Question

A weight lifter lifted a load of $200{\text{kgf}}$ to a height of $2 \cdot 5{\text{m}}$ in $5{\text{s}}$. Calculate the power developed by him. Take $g = 10{\text{Nk}}{{\text{g}}^{ - 1}}$ .
A) $10{\text{W}}$
B) $1{\text{W}}$
C) $1000{\text{W}}$
D) $100{\text{W}}$

Answer 1

Hint:As the weight lifter lifts the load off the ground to the given height, work will be done by him. The work done depends on the applied force and the displacement it causes. The power generated refers to the amount of work done in the given time.

Formulas used:
The work done by an applied force is given by, $W = F \cdot d$ where $F$ is the applied force and $d$ is the displacement it causes.
The power generated is given by, $P = \dfrac{W}{t}$ where $W$ is the work done by the applied force and $t$ is the time taken.
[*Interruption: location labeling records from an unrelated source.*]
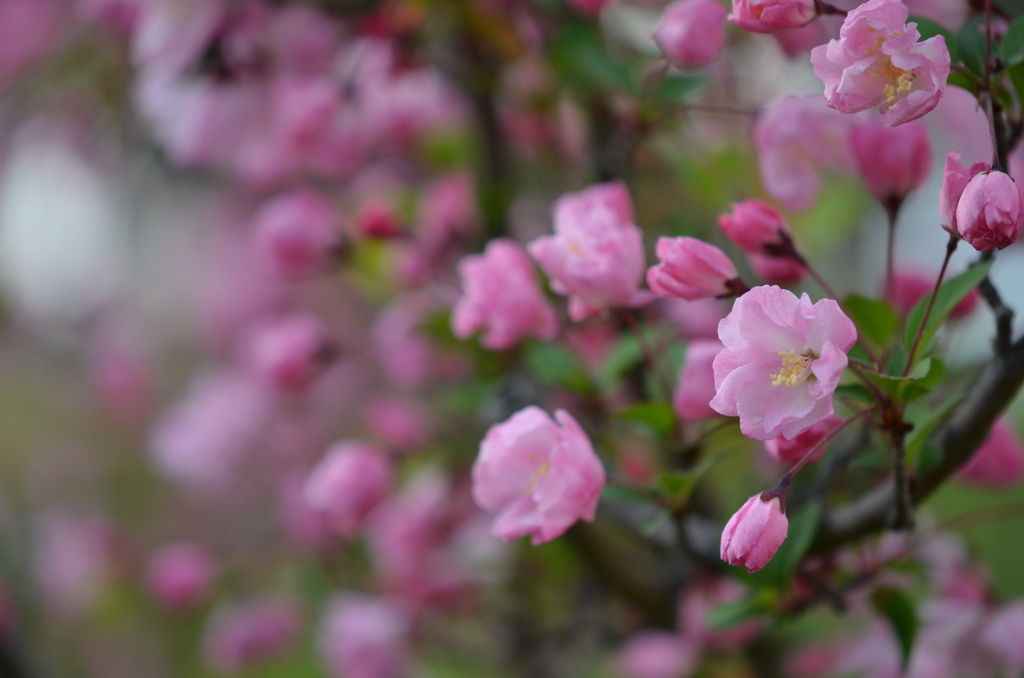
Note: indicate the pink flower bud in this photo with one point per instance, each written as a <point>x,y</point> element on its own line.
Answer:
<point>893,162</point>
<point>691,32</point>
<point>289,352</point>
<point>754,534</point>
<point>771,15</point>
<point>691,269</point>
<point>785,451</point>
<point>999,460</point>
<point>753,225</point>
<point>179,576</point>
<point>990,211</point>
<point>696,381</point>
<point>350,479</point>
<point>501,296</point>
<point>540,475</point>
<point>297,234</point>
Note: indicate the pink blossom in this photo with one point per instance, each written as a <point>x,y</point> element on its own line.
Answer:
<point>179,576</point>
<point>596,255</point>
<point>296,234</point>
<point>501,296</point>
<point>350,479</point>
<point>879,61</point>
<point>754,534</point>
<point>539,475</point>
<point>781,363</point>
<point>690,32</point>
<point>290,351</point>
<point>785,451</point>
<point>892,162</point>
<point>364,637</point>
<point>990,212</point>
<point>999,460</point>
<point>696,381</point>
<point>691,269</point>
<point>754,225</point>
<point>771,15</point>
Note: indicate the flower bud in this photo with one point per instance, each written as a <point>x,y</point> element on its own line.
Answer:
<point>755,533</point>
<point>691,269</point>
<point>990,211</point>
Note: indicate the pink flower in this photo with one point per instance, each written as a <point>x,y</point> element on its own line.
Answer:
<point>771,15</point>
<point>501,296</point>
<point>596,255</point>
<point>785,451</point>
<point>755,533</point>
<point>691,32</point>
<point>364,637</point>
<point>350,479</point>
<point>878,61</point>
<point>892,162</point>
<point>754,225</point>
<point>289,352</point>
<point>691,269</point>
<point>999,460</point>
<point>296,234</point>
<point>781,363</point>
<point>179,576</point>
<point>539,475</point>
<point>990,212</point>
<point>696,381</point>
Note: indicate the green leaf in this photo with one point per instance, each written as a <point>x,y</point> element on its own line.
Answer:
<point>1012,49</point>
<point>899,610</point>
<point>950,294</point>
<point>659,417</point>
<point>878,321</point>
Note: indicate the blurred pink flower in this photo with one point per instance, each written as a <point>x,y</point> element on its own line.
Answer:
<point>879,61</point>
<point>501,296</point>
<point>539,475</point>
<point>350,479</point>
<point>596,255</point>
<point>781,363</point>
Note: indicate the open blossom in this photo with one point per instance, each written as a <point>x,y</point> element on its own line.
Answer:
<point>596,255</point>
<point>990,212</point>
<point>782,361</point>
<point>771,15</point>
<point>691,32</point>
<point>501,296</point>
<point>879,61</point>
<point>754,534</point>
<point>542,476</point>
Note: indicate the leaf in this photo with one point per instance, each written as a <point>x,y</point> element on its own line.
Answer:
<point>899,610</point>
<point>950,294</point>
<point>878,321</point>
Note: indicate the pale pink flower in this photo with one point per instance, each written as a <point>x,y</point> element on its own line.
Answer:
<point>879,61</point>
<point>691,32</point>
<point>990,212</point>
<point>691,269</point>
<point>501,296</point>
<point>893,162</point>
<point>539,475</point>
<point>179,576</point>
<point>364,637</point>
<point>771,15</point>
<point>596,255</point>
<point>999,460</point>
<point>696,381</point>
<point>350,479</point>
<point>754,534</point>
<point>785,451</point>
<point>782,361</point>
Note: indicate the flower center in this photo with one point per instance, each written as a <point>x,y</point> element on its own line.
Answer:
<point>796,369</point>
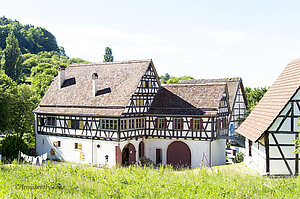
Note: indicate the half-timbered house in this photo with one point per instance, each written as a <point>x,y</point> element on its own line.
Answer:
<point>273,125</point>
<point>117,113</point>
<point>237,101</point>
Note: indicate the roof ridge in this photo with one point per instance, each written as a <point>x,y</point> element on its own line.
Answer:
<point>194,84</point>
<point>111,63</point>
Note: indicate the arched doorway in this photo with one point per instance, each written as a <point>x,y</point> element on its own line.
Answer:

Complete step by step answer.
Step 1: List the parameters mentioned in the question.
The problem at hand involves a weightlifter lifting a load off the ground to some height in some time.
The weight of the load is given to be $W = 200{\text{kgf}}$ .
The height at which it is raised corresponds to the displacement of the load and it is given to be $d = 2 \cdot 5{\text{m}}$ .
The time taken to lift the load is $t = 5{\text{s}}$ .
Step 2: Express the work done by the force applied to lift the load.
The work done by the applied force can be expressed as $W = F \cdot d$ ---------- (1)
where $F$ is the applied force and $d$ is the displacement it causes.
Here the weight of the load corresponds to the applied force so $W = F = 200{\text{kgf}}$ .
Substituting for $F = 2000N$ and $d = 2 \cdot 5{\text{m}}$ in equation (1) we get, $W = 2000 \times 2 \cdot 5 = 5000{\text{J}}$
Thus the work done by the weight lifter is $W = 5000{\text{J}}$ .
Step 3: Express the relation for the power developed in the weight lifter.
The power generated can be expressed as $P = \dfrac{W}{t}$ --------- (2)
Substituting for $W = 5000{\text{J}}$ and $t = 5{\text{s}}$ in equation (2) we get, $P = \dfrac{{5000}}{5} = 1000{\text{W}}$
Thus the power developed is $P = 1000{\text{W}}$ .

So the correct option is C.

Note:The load refers to the force due to gravity or the weight. But here it is expressed in units of kgf. So conversion of the unit from kgf to Newtons is done using the conversion formula$W{\text{(in kgf)}} \times g = W{\text{(in N)}}$. On substituting we get, $200{\text{kgf}} \times 10{\text{Nk}}{{\text{g}}^{ - 1}} = 2000{\text{N}}$. This is then substituted in equation (1) to find the work done by the weight lifter.